Fatal Subway Shove Renews Debate on Forced Treatment for the Mentally Ill

A second fatal subway pushing in less than a month has renewed focus on a New York law that requires some mentally ill people to get psychiatric treatment.

Police have charged Erika Menendez, 31, with shoving Sunando Sen in front of an oncoming subway car last Thursday in Queens. Menendez is being held without bail and a judge has requested a psychiatric evaluation.

Police said Menendez's family members called authorities several times in the past five years because she had not been properly taking prescribed medications and they were having difficulty dealing with her. Police did not say what the medication was.

Menendez had been arrested several times. She pleaded guilty to assaulting a man in 2003, and drug possession.

Menendez was in custody and unavailable for comment.

It was unclear what lawyer was representing her, and whether she had ever been subjected to “Kendra’s Law.”

Under the 1999 law, named after a young woman who was fatally pushed onto the subway tracks by a mentally ill man, judges can force patients to receive "assisted outpatient treatment," a form of involuntary commitment to care and monitoring by mental health professionals. (Judges, however, cannot order patients to take specific medications). Patients who fail to follow treatment orders can be committed to a psychiatric institution — initially up to three days for evaluation, and potentially longer.

"New York State is the best state on paper and the worst state in practice," said DJ Jaffee, executive director of the Mental Illness Policy Organization. "Basically what the law does now is requires someone to become dangerous to themselves or others [before being forced into treatment]. We believe it should prevent someone from becoming a danger to themselves or others."

Quoting unnamed sources, The New York Times reported Menendez had been to Bellevue and Elmhurst hospitals for psychiatric treatment. The city's Health and Hospitals Corporation, which administers the hospitals, declined to comment, citing privacy concerns.

The Times also reported a case worker had repeatedly attempted to visit Menendez at home but found her missing and left medication and instructions to call.

Critics of Kendra's Law said the mental health system needs more outreach workers and mental health clinics, not more involuntary treatment.

"Kendra’s Law is a step deeper in the wrong direction for a lot more money for a lot fewer people," said Harvey Rosenthal, executive director of the New York Association of Psychiatric Rehabilitation Services.

Rosenthal said New York is currently developing a system that integrates mental healthcare with other medical treatment and that makes service providers more accountable.

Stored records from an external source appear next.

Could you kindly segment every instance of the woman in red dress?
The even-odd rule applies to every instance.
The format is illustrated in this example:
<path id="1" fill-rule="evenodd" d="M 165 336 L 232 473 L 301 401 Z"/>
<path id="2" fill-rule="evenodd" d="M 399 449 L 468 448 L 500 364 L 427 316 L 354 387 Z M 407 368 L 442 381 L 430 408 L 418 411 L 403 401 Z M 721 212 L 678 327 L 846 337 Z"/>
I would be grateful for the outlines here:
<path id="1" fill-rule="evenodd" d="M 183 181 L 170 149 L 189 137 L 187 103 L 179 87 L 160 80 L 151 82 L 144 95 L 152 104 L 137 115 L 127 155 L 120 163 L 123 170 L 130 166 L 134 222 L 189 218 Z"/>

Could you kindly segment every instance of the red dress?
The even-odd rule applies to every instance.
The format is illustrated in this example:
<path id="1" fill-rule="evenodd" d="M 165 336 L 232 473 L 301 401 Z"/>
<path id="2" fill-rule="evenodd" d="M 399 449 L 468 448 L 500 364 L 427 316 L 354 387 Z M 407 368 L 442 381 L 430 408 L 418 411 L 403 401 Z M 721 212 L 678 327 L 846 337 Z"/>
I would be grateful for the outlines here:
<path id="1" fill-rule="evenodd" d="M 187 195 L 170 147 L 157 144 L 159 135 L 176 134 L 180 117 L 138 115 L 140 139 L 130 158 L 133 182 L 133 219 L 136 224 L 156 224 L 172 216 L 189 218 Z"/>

Under Governor Andrew Cuomo, Cuomo’s Medicaid overhaul, the managed care organizations that provide most of the treatment for the mentally ill get paid partly on how well they do keeping patients out of hospitals.

"They're setting the bar higher and creating a system that's more proactive and relies more on people who are out helping people on the streets, not just in offices or hospitals," Rosenthal said. 

Dr. Bruce Link, a professor of epidemiology at Columbia University’s Mailman School of Public Health, said Kendra’s Law has been effective at reducing violence among the mentally ill – and strikes a balance between individual rights and public safety.

But he also was cautious about extending involuntary treatment to a broader swathe of the mentally ill.

"Predicting dangerousness is just a difficult thing that psychiatry really can’t do perfectly," Link said. The current system, he said, provides "a pretty good idea of who’s at risk."

Link has compared patients who were monitored by the mental health system under Kendra’s Law with similar patients who were not. He found that those who received assisted outpatient treatment became more functional and less violent over time than those who did not.

"There are a lot of success stories under Kendra’s Law," he said. "Unfortunately, you don't hear about those. You hear about the dramatic incidents, which are newsworthy" but very rare.

Kendra's Law was renewed in 2010 and is up for renewal again in 2015. In the meantime, Jaffe and others are pressing Albany to pass the Kendra's Law Improvement Act, which they say will make it easier for families to use the court system to force relatives to get treatment.

Correction: In an earlier version of this article, WNYC incorrectly identified professor Bruce Link as Bruce Felt. WNYC regrets the error.